Dr Mayowa Owolabi, a consultant neurologist, University College Hospital (UCH), Ibadan, Oyo State said alternative options to painkillers was dependent on the cause of the headache. 
According to him, where it is a migraine, the individual needs to identify what triggers the attack and avoid such a trigger as much as possible to reduce the frequency and severity of the headache.
“Sometimes the headache is due to stress; sometimes it occurs around the menstrual period and sometimes it is food induced. Things like chocolate and citrus-containing foods precipitate migraine attacks in some individuals.  So persons with migraine attack should really study the type of foods or conditions that predispose them to migraine.
Dr Owolabi said that for some individuals that experience migraine headache, merely avoiding conditions that precipitate the attack without using medications can reduce the frequency and intensity of attacks.

No doubt there are different types of headaches. There is a group of headaches called secondary headaches. Among secondary headaches are those headaches that arise from substance abuse and headache medications.
Dr Owolabi stated that using painkillers for longer period of times, might also cause headache, the reason why patients who have headaches should see a doctor, preferably a neurologist.
According to him, a neurologist will prescribe appropriate painkiller and stipulate its duration of use in order to prevent overdose. Overdose and prolonged usage of painkillers may on their own be the cause of headache and when such occurs, it would require warning the patient off the painkillers before there is relief to the pain.
Moreover, Dr Owolabi said where it is tension-type headache, which is usually due to anxiety or stress, the person’s manner of dealing with stress would need evaluation to the ache in the head.
Tension-type headache usually has to do with how the individual manages its day-to-day activities; pressure at work, home and so on. “Even without painkillers, once the conditions that cause stress are handled, the pain goes, “he stated.

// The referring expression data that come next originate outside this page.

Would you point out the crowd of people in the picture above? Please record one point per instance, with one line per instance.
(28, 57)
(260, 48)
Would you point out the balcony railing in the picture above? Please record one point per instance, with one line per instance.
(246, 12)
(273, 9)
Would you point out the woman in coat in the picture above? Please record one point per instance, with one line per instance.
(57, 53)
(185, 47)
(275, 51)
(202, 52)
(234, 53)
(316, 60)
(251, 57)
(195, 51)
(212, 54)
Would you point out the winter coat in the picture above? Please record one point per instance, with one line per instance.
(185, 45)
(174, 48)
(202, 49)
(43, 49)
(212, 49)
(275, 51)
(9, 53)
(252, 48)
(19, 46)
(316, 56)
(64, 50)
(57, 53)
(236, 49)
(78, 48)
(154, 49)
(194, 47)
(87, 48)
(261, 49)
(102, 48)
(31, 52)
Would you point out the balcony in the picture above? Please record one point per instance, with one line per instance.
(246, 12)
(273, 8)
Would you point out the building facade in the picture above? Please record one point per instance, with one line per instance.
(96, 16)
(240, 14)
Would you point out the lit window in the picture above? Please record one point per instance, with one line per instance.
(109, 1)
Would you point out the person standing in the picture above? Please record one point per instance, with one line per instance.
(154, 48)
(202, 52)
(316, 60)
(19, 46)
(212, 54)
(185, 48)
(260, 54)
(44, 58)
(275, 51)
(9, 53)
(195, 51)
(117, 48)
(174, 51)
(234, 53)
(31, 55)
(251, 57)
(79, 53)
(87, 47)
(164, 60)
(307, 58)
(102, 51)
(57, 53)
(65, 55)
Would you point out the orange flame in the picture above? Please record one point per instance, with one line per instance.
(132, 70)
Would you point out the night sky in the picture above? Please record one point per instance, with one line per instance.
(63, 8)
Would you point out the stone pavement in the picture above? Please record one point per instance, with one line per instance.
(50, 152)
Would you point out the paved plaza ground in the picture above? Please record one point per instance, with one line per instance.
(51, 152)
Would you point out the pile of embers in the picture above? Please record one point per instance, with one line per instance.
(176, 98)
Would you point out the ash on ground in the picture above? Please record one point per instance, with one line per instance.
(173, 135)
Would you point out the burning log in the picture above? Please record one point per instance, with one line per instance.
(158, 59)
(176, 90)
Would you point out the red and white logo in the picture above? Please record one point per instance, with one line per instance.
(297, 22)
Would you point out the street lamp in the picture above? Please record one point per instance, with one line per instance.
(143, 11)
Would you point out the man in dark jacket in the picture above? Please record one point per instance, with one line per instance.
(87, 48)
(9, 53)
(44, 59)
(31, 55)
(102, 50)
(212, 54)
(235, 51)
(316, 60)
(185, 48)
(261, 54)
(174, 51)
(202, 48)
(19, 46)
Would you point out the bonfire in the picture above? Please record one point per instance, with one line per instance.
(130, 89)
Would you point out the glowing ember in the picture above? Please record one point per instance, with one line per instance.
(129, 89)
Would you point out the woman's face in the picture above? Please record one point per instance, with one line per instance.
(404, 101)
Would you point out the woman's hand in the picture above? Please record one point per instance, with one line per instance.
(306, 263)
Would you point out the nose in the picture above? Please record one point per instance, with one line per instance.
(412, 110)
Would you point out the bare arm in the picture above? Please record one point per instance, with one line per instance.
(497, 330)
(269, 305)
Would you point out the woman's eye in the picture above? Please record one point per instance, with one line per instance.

Nevertheless, the expert said alternative medicinal practices such as biofeedback, yoga and relaxation techniques can also help individuals with tension-type headaches to curtail stress, thus ensuring a relief to their pain.
Still, where it is a secondary headache due to other problems like malaria, he declared that once the malaria fever is treated, the headache will go. 

Meanwhile, headaches  can also be caused by new medication. Blood pressure-lowering drugs are common culprits.
Also other causes of headaches include caffeine overload and dehydration. A lack of water affects the supply of blood and oxygen and this is what the body shows as dehydration headache.
Mrs Helen Oduntan, Chairperson, Oyo State Lady Pharmacists, while declaring that painkillers was one of the drugs mostly abused in Nigeria, stated that often times people do not follow the instructions on painkillers which emphasise that they should be used when necessary.

According to Mrs Oduntan, “most people keep painkillers at home. So when they are feeling some discomfort, they resort to taking these medicines. Even for pains that they could actually put up with or require that they merely take time out to rest, they take painkillers.”

“Individuals need to find ways to relieve their pains. For those whose pains are due to stress, mere taking out time to rest rather than medicines is all that is required. 
She stated that many medical problems such as hypertension, constipation, upcoming fever could be underlying causes of what many people resort to treat daily with painkillers.